AMBIENT LIGHT The general level of light, or background light, in a given environment. The ambient light level is the sum of all light (direct and indirect) in a given area emitted by natural and manmade sources at a given time. It can affect the legibility of signs, and may require alterations in illumination methods.
AMERICANS WITH DISABILITIES ACT (A.D.A.) This legislation was enacted by the federal government in 1991 in order to remove barriers in the environment that limit any individual's ability to function in the physical environment. Within the five titles of the ADA is Title III, which pertains to signs.
ANCHOR Any device that secures one object to another and does not give way, as well as the process of installing those devices. In signmaking, this term refers particularly to the fasteners that are used to secure awnings and fascia signs to facades. See also J-bolt.
ANGLE An extruded length of material, usually plastic, aluminum, or steel, in the shape of an L (right angle).
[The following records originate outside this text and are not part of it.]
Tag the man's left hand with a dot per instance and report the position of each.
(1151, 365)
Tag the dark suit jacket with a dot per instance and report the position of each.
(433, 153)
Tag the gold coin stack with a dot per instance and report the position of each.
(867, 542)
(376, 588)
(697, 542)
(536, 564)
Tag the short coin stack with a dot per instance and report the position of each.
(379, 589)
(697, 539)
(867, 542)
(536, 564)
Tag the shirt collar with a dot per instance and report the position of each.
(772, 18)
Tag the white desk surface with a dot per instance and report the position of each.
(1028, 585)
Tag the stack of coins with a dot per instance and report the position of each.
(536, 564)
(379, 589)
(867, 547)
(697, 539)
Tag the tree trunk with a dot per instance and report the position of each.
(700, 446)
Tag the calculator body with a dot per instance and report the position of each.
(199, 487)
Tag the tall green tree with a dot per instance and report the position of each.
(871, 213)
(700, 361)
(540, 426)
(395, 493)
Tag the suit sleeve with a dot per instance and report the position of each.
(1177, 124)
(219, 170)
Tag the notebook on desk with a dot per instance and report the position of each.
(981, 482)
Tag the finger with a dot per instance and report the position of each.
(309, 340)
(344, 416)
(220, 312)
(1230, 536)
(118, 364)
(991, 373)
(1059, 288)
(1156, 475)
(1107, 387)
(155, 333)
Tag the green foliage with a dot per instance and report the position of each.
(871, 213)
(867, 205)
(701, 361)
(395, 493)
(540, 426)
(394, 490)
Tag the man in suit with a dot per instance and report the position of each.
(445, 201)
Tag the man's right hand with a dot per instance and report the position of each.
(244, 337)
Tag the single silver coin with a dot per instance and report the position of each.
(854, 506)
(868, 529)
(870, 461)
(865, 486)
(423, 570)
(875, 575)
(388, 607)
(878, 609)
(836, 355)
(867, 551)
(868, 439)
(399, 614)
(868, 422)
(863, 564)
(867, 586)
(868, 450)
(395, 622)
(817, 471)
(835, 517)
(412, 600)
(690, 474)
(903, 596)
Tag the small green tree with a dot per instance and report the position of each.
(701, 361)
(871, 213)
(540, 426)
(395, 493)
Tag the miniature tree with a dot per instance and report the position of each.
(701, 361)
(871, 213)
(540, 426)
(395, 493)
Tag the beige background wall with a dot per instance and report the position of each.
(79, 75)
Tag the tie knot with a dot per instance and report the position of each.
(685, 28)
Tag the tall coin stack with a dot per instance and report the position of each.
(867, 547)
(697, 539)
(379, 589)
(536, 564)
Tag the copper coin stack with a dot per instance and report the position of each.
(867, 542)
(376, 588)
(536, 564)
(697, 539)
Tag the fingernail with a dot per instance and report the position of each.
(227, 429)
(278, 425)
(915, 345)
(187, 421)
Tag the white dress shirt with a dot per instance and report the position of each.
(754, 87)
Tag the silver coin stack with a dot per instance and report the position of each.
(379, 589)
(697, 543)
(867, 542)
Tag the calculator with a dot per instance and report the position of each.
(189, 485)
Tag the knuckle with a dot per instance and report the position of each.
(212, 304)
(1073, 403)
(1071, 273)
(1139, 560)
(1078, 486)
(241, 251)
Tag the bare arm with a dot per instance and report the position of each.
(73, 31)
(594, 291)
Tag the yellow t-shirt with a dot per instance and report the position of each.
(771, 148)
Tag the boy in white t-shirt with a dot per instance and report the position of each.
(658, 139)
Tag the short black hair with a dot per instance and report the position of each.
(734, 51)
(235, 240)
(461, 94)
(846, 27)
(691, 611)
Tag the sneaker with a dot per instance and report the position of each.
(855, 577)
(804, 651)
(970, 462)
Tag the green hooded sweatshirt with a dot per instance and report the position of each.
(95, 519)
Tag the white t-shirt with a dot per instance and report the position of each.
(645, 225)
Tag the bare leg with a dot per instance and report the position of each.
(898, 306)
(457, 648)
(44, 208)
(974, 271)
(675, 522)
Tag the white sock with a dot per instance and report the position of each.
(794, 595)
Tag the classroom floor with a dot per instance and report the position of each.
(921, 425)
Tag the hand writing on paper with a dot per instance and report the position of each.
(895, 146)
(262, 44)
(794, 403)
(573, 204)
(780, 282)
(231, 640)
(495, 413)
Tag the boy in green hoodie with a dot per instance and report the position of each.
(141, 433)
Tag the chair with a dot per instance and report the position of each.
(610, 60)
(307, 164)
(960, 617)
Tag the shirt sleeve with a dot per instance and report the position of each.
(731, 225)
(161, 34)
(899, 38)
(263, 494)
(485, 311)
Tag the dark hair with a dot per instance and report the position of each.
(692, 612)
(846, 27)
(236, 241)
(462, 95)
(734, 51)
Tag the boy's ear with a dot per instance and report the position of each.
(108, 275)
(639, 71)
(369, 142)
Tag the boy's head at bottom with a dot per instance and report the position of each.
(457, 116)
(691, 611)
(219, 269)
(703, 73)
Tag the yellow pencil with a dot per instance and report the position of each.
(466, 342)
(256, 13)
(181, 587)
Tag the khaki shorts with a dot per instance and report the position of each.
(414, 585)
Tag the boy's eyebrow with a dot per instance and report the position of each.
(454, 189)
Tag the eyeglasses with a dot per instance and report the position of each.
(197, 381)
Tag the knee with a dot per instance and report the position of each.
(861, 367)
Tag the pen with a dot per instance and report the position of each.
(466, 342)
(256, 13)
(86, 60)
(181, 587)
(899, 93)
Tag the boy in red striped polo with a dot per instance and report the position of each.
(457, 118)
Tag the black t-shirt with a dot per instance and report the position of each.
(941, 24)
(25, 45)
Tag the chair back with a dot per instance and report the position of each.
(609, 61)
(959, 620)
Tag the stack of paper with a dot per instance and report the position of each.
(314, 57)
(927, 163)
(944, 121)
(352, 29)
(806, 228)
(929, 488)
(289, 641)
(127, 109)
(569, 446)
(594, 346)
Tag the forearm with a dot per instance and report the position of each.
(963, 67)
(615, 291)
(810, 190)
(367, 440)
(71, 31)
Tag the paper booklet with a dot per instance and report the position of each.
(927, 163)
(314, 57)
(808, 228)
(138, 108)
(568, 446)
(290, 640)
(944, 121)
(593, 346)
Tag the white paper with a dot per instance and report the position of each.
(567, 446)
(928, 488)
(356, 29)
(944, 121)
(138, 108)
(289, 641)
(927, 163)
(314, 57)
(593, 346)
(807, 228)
A structural angle has rounded, or radiused, interior corners and more inherent strength than architectural angle, which has crisp, 90-degree interior corners.
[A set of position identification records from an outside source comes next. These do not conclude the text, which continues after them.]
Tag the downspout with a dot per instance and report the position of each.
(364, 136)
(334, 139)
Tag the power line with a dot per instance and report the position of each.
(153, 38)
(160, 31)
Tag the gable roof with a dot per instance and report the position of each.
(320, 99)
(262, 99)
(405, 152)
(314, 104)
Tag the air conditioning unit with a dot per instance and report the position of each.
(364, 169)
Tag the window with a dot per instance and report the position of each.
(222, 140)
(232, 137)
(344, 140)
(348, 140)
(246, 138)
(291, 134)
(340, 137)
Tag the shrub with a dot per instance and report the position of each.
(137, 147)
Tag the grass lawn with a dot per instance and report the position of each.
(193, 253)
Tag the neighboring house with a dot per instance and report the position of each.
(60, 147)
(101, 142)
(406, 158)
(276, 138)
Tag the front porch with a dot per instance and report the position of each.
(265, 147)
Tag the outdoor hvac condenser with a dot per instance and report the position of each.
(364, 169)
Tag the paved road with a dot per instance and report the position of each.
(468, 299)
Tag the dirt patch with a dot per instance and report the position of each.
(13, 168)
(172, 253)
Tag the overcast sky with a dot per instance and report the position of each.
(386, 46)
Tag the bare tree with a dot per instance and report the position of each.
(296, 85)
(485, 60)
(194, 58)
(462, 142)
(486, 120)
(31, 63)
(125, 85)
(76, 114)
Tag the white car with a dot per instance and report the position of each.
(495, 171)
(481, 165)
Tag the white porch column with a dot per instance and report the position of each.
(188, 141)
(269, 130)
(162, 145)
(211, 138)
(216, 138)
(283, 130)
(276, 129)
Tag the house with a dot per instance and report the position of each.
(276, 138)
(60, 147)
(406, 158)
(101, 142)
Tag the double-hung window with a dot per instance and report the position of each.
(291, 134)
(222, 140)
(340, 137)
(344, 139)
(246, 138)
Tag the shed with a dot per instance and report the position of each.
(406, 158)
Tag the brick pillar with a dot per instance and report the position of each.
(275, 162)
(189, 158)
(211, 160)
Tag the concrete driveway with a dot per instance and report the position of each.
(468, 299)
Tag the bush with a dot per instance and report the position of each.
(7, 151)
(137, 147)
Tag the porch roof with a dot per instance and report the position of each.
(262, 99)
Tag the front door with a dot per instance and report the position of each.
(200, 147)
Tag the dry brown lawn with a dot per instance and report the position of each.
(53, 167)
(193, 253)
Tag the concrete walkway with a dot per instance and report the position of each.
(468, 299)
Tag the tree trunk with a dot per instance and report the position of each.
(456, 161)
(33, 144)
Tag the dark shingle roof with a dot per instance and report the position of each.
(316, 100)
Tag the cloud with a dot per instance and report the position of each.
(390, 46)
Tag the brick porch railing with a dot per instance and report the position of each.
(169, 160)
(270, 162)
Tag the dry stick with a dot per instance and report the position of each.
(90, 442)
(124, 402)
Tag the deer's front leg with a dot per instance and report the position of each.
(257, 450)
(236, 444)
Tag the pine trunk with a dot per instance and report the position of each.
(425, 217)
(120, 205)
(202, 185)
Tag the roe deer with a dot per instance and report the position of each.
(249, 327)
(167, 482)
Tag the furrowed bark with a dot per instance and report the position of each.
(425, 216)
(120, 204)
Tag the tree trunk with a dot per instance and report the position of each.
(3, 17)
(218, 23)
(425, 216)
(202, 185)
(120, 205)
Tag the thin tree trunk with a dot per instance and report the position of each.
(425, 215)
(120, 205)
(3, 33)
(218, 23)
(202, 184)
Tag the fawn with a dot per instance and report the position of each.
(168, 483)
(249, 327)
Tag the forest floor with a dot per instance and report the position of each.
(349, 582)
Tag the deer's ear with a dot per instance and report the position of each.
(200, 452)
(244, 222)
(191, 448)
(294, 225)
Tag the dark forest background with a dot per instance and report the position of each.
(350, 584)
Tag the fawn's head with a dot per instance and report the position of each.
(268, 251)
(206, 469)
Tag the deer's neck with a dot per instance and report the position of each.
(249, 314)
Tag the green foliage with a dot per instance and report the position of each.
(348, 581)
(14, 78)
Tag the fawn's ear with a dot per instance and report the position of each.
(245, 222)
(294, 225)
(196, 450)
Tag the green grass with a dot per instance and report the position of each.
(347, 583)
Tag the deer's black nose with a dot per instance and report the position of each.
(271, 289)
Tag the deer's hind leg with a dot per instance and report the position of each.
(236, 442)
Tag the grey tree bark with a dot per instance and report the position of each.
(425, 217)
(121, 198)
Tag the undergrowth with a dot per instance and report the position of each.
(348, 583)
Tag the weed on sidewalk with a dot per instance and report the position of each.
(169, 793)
ANGLE IRON A length of structural iron or steel having a 90-degree (right angle) bend running parallel to the length. Used in a variety of applications including structural framework inside sign cabinets to support skin.
ANIMATED SIGN A sign that shows motion or changes in copy or color, most often through the use of electric or electronic means.
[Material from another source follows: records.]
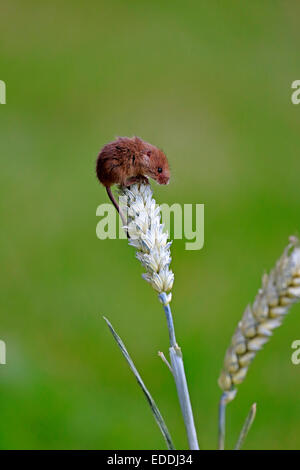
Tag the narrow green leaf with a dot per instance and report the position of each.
(158, 417)
(247, 425)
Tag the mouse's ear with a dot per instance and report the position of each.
(146, 158)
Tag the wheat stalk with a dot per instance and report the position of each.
(280, 290)
(146, 234)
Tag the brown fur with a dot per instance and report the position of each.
(128, 160)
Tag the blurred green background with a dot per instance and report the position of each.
(210, 83)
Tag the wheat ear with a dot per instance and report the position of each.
(147, 235)
(280, 290)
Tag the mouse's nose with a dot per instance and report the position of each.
(164, 179)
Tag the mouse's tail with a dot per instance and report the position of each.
(111, 197)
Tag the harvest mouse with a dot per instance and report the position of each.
(130, 160)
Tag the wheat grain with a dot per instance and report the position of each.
(280, 290)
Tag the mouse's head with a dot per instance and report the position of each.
(155, 164)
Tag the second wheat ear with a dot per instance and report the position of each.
(279, 291)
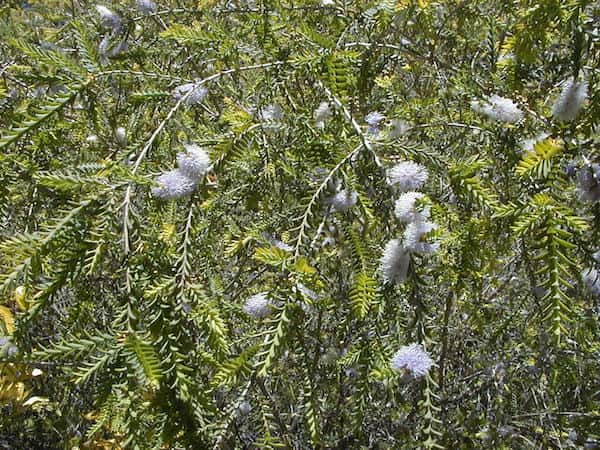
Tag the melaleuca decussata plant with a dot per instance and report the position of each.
(308, 224)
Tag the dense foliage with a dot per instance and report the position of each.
(299, 224)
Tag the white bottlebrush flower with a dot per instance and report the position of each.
(103, 47)
(588, 182)
(591, 279)
(244, 408)
(92, 139)
(406, 209)
(194, 163)
(528, 144)
(398, 128)
(414, 234)
(121, 47)
(271, 113)
(322, 114)
(394, 262)
(570, 101)
(121, 136)
(498, 108)
(408, 176)
(258, 306)
(197, 94)
(374, 118)
(412, 358)
(173, 184)
(146, 6)
(343, 200)
(109, 19)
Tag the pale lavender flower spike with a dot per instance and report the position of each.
(109, 18)
(194, 163)
(570, 101)
(394, 263)
(412, 358)
(408, 176)
(258, 306)
(196, 96)
(374, 118)
(498, 108)
(146, 6)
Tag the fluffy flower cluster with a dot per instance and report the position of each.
(591, 279)
(191, 167)
(271, 113)
(588, 182)
(343, 200)
(146, 6)
(498, 108)
(374, 118)
(408, 176)
(195, 93)
(258, 305)
(395, 261)
(412, 358)
(322, 114)
(570, 101)
(109, 19)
ANODIZED FINISH An electrochemical coating applied to the surface of metal, to harden, protect, and enhance the beauty and durability of metal surface. The type of finish typically applied to aluminum may include tints, colors, or clear coatings. The anodizing process builds an oxide film on the surface by making the aluminum the anode, or electrically positive element, in a suitable electrolyte (chromic or sulfuric acid solution).
ANSI American National Standards Institute (Washington D.C.)
APPLICATION The installation of vinyl on a surface. Two main methods are used: wet and dry. Wet application involves the use of a soapy solution or special fluid on a surface, allowing the vinyl and its transfer-tape carrier to be positioned before final placement. Dry application places the vinyl and transfer tape immediately in its final position, and usually involves hinging for setting the material.
APPROACH The area along a street or sidewalk from where a sign first becomes visible until the display is no long readable as the viewer passes by.
APPROACH SIGN See advance notice sign.
ARC A curved line segment that is a segment of the circumference of a circle.
ARCHITECTURAL SIGNAGE A term that was coined in the 1960s to identify visual communications and wayfinding information in the built environment. Hence, physical enhancements to a building or space with the purpose of identifying or communicating information. See also environmental graphics, sign.
AREA OF RESCUE ASSISTANCE A safe location, usually in a high-rise building, where physically challenged or incapacitated individuals are to wait for assistance in case of emergency.
ART / ARTWORK All copy, graphics, and logos used in preparing a job. See also copy, electronic art.
ASCENDER In a given typeface, the portions of the lower case b, d, f, h, k, and l that extend above the height of the lower case x. See also descender.
ASLA American Society of Landscape Architects.
ASPECT RATIO The relationship between an image's horizontal length and vertical height.
AWNING A shelter usually constructed of nonrigid materials on a supporting framework that projects from and is supported by the exterior wall of a building. An awning may or may not be illuminated and/or decorated with graphics to serve as a sign. There are also glass and metal awnings. Also called canopy.
AXIS The geometric guidelines used to place a coordinate that determines knife and/or tool paths for plotters and routers.
AXIS SWAPPING The process where sign-production software temporarily transposes a plotter's x- and y-axes. The function allows long, thin jobs along the x-axis to be cut across a vinyl sheet's width, saving material.